Keeping terrorists on the defensive

Al-Qaida leader captured, message sent

By The Mercury

We appreciate the request of Libyan Prime Minister Ali Zeidan for an explanation for why US personnel swooped into Tripoli Saturday and captured Nazih Abdul-Hamed al-Ruqai, better known as Anas al-Libi. We presume, though, that his remarks, and whatever indignation accompanied them, were for domestic consumption.

Libya’s prime minister is either fully aware of who al-Libi is or is incompetent and out of touch in the extreme. He also knows why the United States wanted al-Libi. As for why U.S. officials didn’t quietly notify Libyan officials that we were on al-Libi’s tail, it was for the same reason we didn’t tell Pakistan that SEAL Team Six was on its way to kill or capture Osama bin Laden.

Pentagon spokesman George Little said al-Libi was being held “under the law of war” in a secure location outside Libya.

Al-Libi isn’t as big a fish as bin Laden, but he’s a high-level al-Qaida operative and has been among America’s most wanted terrorists for more than a decade.

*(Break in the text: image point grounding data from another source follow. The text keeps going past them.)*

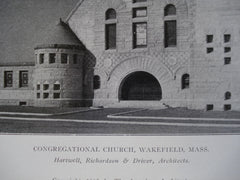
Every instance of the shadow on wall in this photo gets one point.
(88, 73)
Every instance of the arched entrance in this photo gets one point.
(140, 86)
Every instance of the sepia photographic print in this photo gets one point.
(119, 89)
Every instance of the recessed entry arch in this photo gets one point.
(140, 86)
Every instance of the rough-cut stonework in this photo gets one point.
(210, 77)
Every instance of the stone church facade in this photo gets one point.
(138, 53)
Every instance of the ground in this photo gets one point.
(119, 121)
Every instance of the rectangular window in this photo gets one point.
(45, 86)
(41, 58)
(170, 33)
(52, 58)
(8, 79)
(209, 50)
(209, 38)
(75, 59)
(227, 38)
(45, 95)
(23, 79)
(227, 49)
(136, 1)
(140, 12)
(139, 35)
(56, 87)
(227, 60)
(56, 95)
(64, 58)
(111, 36)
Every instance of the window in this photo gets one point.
(209, 50)
(111, 14)
(139, 35)
(228, 95)
(227, 107)
(185, 81)
(41, 58)
(209, 38)
(227, 49)
(96, 82)
(8, 79)
(75, 59)
(23, 79)
(52, 58)
(38, 86)
(209, 107)
(56, 95)
(136, 1)
(45, 87)
(169, 10)
(170, 33)
(227, 38)
(45, 95)
(110, 36)
(227, 60)
(140, 12)
(56, 87)
(64, 58)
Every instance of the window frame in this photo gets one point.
(21, 78)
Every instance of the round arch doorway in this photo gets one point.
(140, 86)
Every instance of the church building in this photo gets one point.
(133, 53)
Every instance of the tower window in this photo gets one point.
(209, 38)
(140, 12)
(227, 49)
(45, 95)
(64, 58)
(169, 10)
(185, 81)
(227, 38)
(56, 95)
(96, 82)
(56, 87)
(41, 58)
(110, 36)
(23, 79)
(139, 35)
(228, 95)
(209, 50)
(45, 87)
(227, 60)
(227, 107)
(8, 79)
(170, 33)
(111, 14)
(52, 58)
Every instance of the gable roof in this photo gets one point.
(23, 25)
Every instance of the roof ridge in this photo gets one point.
(74, 10)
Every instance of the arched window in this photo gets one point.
(185, 81)
(96, 82)
(110, 29)
(170, 26)
(111, 14)
(169, 10)
(228, 95)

He is believed to be a computer specialist and a longtime associate of bin Laden. He has been indicted for the bombing in August 1998 of the U.S. Embassies in Nairobi, Kenya; and Dar es Salaam, Tanzania. Those attacks killed more than 250 people. After 9/11, the United States offered a reward of $25 million for him, a sum that has since been reduced to $5 million.

He was captured outside his home by an unidentified team of U.S. forces.

Another targeted terrorism suspect, this one in Somalia, escaped capture Saturday at the hands of SEAL Team Six. The suspect, who has not been identified, is a leader in the al-Shabab terrorist organization and was linked to the attack on the Westgate Mall in Nairobi two weeks earlier.

Al-Shabab has developed into a major terrorist force in East Africa and has been able to attract American and British citizens as well as Somalis and fighters from Middle Eastern countries.

In Saturday’s raid, SEALS arrived by sea, attacking a residence housing al-Shabab members in a town about 150 miles south of Mogadishu. An intense firefight ensued before the SEALs left the way they came. Though the U.S. troops did not get their man, the suddenness of this raid and the raid in Tripoli serve as reminders to al-Shabab and other terrorist organizations that their leaders will never be completely safe. Keeping them on the defensive makes planning further terrorist attacks more difficult.

The two raids were also a reminder to nations that harbor terrorists not to bother posturing about explanations for U.S. raids.